I’m moderately confident I did that correctly, and your point about it being simpler in unsigned stands.

…of course, in the specific case of this thread, the final division by `commonFactor` is guaranteed to have a remainder of zero, which can perhaps simplify things.

1 Like

Yeah, sorry for being unclear, I was looking at your use site specifically. You have the right bounds for the general problem.

1 Like

If, instead of an `Int`, a list of prime factors were used, would the problem become easier to tackle? Easier in some ways, harder in others. It's a perfectly reasonable number representation, but not used very often for reasons you will discover if you implement it... =)

1 Like

I’m rather skeptical that prime factorization would make addition easier. Multiplication and division perhaps, but addition? Unlikely.

That said, for the specific things I’m doing, the denominators tend to have many small-prime factors, so I did consider a hybrid approach that tracks powers of the first few primes, alongside a non-factored fraction for the rest.

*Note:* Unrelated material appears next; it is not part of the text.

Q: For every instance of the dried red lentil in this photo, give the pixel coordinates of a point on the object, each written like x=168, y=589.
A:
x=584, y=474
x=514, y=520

But that doesn’t really end up helping me, because the numerators I’m working with tend to have large prime factors.

1 Like

Why? It is simpler to start by implementing an arbitrary precision integer type (such as in some of the packages you link to) and use that for the numerator and denominator. Or does that defeat the purpose of whatever you are really trying to solve?

It's not how I read the headline post that presumably wanted a fixed width rational number. Using an arbitrary precision integer type in the implementation would be a major overkill (due to dynamic memory / ARC overhead).